Bhaji Vada is a common snack in northern India but every family makes it a little different. Made from Chana dal and chaulai bhaji it is extremely tasty, and quick snack. Though this dish tastes best with chauliai bhaji, you can substitute the greens with any green of your choice or make with coriander if you have no other greens readily available.
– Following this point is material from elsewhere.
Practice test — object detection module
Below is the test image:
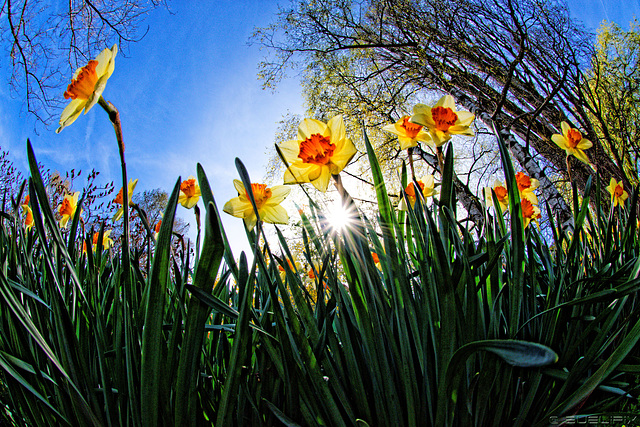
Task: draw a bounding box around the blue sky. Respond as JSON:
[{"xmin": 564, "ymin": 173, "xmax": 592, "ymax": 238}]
[{"xmin": 0, "ymin": 0, "xmax": 638, "ymax": 257}]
Amaranth greens (Chaulai Bhaji) 250 gms
Chana dal (Split bengal gram) 1 cup
Ginger 2 Tbsp grated
Green chilies 2-3 seeded and chopped finely
Asafoetida 1/4 Tsp
Salt to taste
Oil for frying


Amaranth leaves
Amaranth species are cultivated and consumed as a leaf vegetable in many parts of the world. There are four species of Amaranthus documented as cultivated vegetables in eastern Asia: Amaranthus cruentus, Amaranthus blitum, Amaranthus dubius, and Amaranthus tricolor. In Indonesia and Malaysia, leaf amaranth is called bayam. In the Philippines, the Ilocano word for the plant is “kalunay”; the Tagalog word for the plant is kilitis or “kulitis”.

I captured all these pics in street breakfast  shop… I love this Indian Dish.